On Monday, September 18, David Brigman and Ashley Featherstone went to Jacob Holm and met with Jeff Sellers, CEO, Tom Knapp, Vice President of Operations, and Donald Smolder, Environmental, Health and Safety Manager. They explained that a malfunction had occurred on Saturday morning. There is a large cyclone on the outside of the building where waste material is conveyed by a screw system before dropping down into a dumpster for collection. The plug at the bottom of the cyclone became loose and the material blew out onto the ground and also onto a trailer that was parked near the building. The trailer, coated with the waste material, was subsequently moved to the other side of the building and it is assumed that a large amount of the waste material blew off of it and off of the pile, where it was deposited beyond the facility’s property at DeBruhl’s and other nearby locations.

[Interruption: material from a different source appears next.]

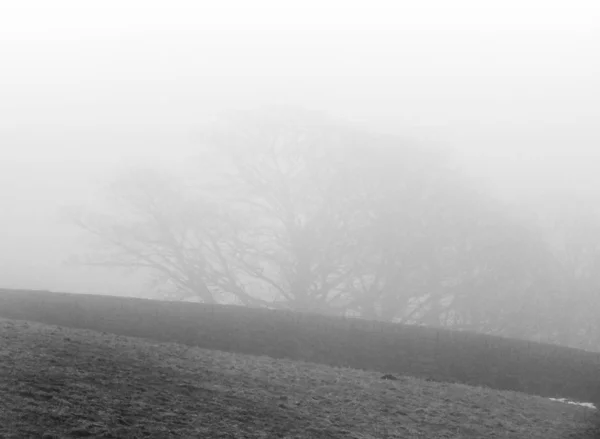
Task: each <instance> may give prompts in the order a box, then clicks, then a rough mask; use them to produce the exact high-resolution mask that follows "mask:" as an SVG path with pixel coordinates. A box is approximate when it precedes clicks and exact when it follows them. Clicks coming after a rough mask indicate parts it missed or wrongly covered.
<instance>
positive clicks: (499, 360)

After the malfunction, the process was shut down and the plug to the cyclone was repaired or replaced. The pile of debris had been cleaned up. They were working on the system and trying to get it restarted while we were there. They have hired a company to install a tarping system around the cyclone and dumpster so that if there is a future occurrence, any associated dust will be contained. We explained that fugitive dust of this nature is not allowed to leave the property boundary per Chapter 4. 0540 of the WNCRAQA Code.
While there, we reviewed the MSDSs for the product at issue, which consists of two types of cellulosic material. This material appears to be non-hazardous. There are no binders or finishes utilized. We requested additional information about the natural gas fired dryers and the dust collection system in order to confirm that an air quality permit is still not required for this facility. We will follow up with the facility on permitting. The facility is required to comply with the fugitive dust rules regarding of permitting applicability.
We handle fugitive dust complaints on a case by case basis. In this case, we investigated and found that the dust was the result of a malfunction. The facility is working to address the problem in a timely manner. They are taking steps to enclose the process and improve upon it in order to prevent future occurrences. As such, we are not planning to issue a penalty at this time.